Our Commitment to Diversity and Inclusion
Given recent circumstances, now that CoNZealand has (officially) closed we feel that a well-though-out response is merited to questions asked of us over the last few days. We have chosen this format to try and respond in full; to quote a mutual friend, you can't tweet nuance.
The easiest question to answer is whether or not we intend to run Retro Hugo Awards: No, we do not. While we understand that some family members very much appreciate getting Hugos for the work their parents (or grandparents) did, the reaction to the Retros has been increasingly mixed. On balance, we therefore believe it is time to move on from these, at least for the time being.
Secondly, there have been a lot of questions about "What do you intend to do to make marginalized people comfortable at your convention?" This is a somewhat more complicated answer, and why we've written this post instead of attempting a chain of tweets:
- We already have a Bid Code of Conduct. We have had this in place for quite some time, because we realize its necessity for both our volunteers AND the people with whom they will interact. Our convention Code of Conduct will look similar to the bid Code of Conduct, albeit with added nuances to deal with the conduct expected of convention staff, major guests and speakers, "regular" panelists, and attendees.
- There's a saying that "poor communication kills", and having a wonderful Code of Conduct is useless if it is not conveyed to all parties involved. We intend to ensure that our staff and panelists are briefed on the Code of Conduct and that it is made clear to guests. Most importantly, for major speakers and guests (e.g., ToastPerson for the Hugos, and Guests of Honor), we intend to have a serious discussion with them well in advance of their events to ensure that they are comfortable with the Code of Conduct and that any questions are answered.

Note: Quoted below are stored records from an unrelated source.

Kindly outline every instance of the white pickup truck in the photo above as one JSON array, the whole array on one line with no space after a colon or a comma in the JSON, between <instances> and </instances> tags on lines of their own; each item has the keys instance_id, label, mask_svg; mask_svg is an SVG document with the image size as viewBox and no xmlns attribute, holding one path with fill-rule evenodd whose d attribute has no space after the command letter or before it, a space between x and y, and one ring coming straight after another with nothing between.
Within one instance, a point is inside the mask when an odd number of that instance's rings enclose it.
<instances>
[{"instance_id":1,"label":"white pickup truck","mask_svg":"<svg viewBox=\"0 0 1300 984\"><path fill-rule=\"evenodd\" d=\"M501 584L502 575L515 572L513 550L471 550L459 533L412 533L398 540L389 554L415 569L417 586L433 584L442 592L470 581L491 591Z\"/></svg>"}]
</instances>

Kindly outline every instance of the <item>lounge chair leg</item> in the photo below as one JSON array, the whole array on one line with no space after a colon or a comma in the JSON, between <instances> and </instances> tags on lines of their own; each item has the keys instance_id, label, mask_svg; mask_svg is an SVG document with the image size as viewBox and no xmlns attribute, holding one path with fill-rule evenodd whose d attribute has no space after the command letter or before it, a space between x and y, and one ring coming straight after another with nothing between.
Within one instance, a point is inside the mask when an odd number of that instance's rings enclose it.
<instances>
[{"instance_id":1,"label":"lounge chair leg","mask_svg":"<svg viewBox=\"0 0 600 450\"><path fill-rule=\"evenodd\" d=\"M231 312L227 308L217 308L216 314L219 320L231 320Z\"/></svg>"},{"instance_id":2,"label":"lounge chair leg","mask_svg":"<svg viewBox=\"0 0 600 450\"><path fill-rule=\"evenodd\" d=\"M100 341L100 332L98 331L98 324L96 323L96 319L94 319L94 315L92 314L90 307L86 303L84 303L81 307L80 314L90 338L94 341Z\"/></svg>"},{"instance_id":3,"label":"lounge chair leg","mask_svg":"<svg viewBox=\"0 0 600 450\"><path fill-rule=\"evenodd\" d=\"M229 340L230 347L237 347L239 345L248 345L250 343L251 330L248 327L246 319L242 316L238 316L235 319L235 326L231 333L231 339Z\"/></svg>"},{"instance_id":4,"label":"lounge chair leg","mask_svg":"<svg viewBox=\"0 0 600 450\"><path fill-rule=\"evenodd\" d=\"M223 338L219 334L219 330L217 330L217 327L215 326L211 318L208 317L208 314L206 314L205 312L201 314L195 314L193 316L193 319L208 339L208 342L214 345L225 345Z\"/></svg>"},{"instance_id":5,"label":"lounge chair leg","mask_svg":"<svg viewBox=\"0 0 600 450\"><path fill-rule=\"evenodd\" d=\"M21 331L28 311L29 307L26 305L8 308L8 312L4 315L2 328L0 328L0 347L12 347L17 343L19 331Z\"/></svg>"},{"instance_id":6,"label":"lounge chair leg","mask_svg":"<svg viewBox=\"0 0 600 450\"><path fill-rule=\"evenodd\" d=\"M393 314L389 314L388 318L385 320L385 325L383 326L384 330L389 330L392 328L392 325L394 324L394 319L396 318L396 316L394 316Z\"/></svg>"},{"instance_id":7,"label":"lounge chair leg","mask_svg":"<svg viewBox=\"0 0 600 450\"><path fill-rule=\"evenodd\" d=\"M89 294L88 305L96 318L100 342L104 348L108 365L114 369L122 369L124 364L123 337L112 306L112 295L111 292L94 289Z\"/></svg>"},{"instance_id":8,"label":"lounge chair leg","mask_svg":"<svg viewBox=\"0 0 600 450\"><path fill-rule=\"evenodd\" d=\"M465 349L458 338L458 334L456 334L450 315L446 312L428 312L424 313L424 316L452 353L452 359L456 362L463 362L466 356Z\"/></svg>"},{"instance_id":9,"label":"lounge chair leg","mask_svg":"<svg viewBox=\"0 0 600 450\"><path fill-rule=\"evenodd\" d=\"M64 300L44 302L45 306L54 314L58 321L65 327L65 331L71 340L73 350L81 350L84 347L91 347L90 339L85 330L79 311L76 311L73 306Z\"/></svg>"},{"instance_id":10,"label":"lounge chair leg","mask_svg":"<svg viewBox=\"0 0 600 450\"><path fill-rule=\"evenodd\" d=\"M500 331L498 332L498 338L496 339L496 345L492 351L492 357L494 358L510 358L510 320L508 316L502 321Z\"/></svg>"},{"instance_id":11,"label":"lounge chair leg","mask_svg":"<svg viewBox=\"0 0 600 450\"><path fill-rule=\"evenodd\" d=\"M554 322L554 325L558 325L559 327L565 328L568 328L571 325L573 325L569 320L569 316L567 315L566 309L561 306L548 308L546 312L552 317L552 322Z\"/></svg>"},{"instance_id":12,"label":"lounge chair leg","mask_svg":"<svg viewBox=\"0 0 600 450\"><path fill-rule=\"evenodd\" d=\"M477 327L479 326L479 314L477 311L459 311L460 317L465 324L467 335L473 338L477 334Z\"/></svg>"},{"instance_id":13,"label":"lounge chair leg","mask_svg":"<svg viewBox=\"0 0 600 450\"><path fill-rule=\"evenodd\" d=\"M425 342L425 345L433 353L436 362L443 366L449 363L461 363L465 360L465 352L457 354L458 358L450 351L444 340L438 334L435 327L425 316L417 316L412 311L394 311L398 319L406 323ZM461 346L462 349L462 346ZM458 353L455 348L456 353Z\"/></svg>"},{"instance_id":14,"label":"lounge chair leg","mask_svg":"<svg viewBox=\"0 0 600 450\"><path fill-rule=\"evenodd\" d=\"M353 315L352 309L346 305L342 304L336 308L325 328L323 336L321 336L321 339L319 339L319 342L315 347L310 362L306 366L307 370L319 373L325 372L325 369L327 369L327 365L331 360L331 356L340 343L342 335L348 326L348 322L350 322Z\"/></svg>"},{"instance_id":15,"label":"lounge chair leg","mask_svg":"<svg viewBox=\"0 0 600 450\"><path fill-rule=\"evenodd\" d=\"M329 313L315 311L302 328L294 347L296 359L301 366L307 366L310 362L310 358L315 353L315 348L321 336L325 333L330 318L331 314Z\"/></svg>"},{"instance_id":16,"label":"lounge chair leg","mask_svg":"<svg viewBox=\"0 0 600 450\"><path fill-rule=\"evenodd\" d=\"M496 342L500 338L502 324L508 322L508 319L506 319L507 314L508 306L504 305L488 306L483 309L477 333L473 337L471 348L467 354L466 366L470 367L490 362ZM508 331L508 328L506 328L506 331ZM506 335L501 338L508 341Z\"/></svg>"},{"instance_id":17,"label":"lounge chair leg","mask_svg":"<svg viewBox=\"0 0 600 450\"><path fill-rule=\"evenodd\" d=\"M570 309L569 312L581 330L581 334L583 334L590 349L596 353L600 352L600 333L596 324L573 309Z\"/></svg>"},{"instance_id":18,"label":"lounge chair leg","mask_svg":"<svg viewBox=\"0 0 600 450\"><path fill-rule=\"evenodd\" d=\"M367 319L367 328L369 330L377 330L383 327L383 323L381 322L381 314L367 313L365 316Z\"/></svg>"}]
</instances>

We will do our best to vet any remarks which are to be delivered at major convention events in advance.
More to the point, if we cannot come to an understanding with a guest or speaker regarding the Code of Conduct, then we will not put that guest in a position where they feel they cannot comply with it. If we are sent an advance recording of non-compliant remarks, we will either edit them, or we simply won't run the remarks.
- As to "live" material, we obviously cannot exercise absolute control over what guests are going to say/do at a panel. We can and will make expectations clear, but we also realize that sometimes these expectations will not be met. While we intend to be proactive (see above), we know that the odds are good that we will have to respond. So we intend to communicate the consequences for breaking the Code of Conduct as well. These may include, depending on the exact circumstances (i.e. seriousness of the breach, whether it was or seems to be premeditated, etc.), anything from a reprimand, to the premature termination of a speaking opportunity, to removal from programming and/or the convention.
- We are expecting to have several teams at the convention, along the lines of recent IRT/Listener teams. We are studying best practices for these teams, and have not yet determined what we want to put in place to ensure that reporters feel comfortable and safe reporting anything that might happen, to ensure that responses can be taken quickly and at an appropriate level, and to make it very clear that no one at the convention is 'above the law' in this respect, including committee members and the IRT itself.
- We intend to be as proactive and attentive as we can be regarding the makeup of panels and making sure that panelists are not "miscast" out of the blue or placed with people they know they do not get along with. We will also do our best to ensure that a broad range of topics are covered, and to work with various marginalized groups to ensure that their views are represented.
- Finally, we know that despite our best efforts, we will slip up somewhere along the line. We're human beings, after all. This is an "unknown unknown" for us, so if and when we fail to achieve our objectives along the road, we intend to own up to it, apologize (and we do mean apologize), and make it as right as possible, as soon as possible.
We welcome input and feedback on our plans, and are actively recruiting staff to work on these issues. Our hope is that very few of the clear, comprehensive apologies we've promised have to be issued, and that no one will be able to accuse us of not learning from our predecessors.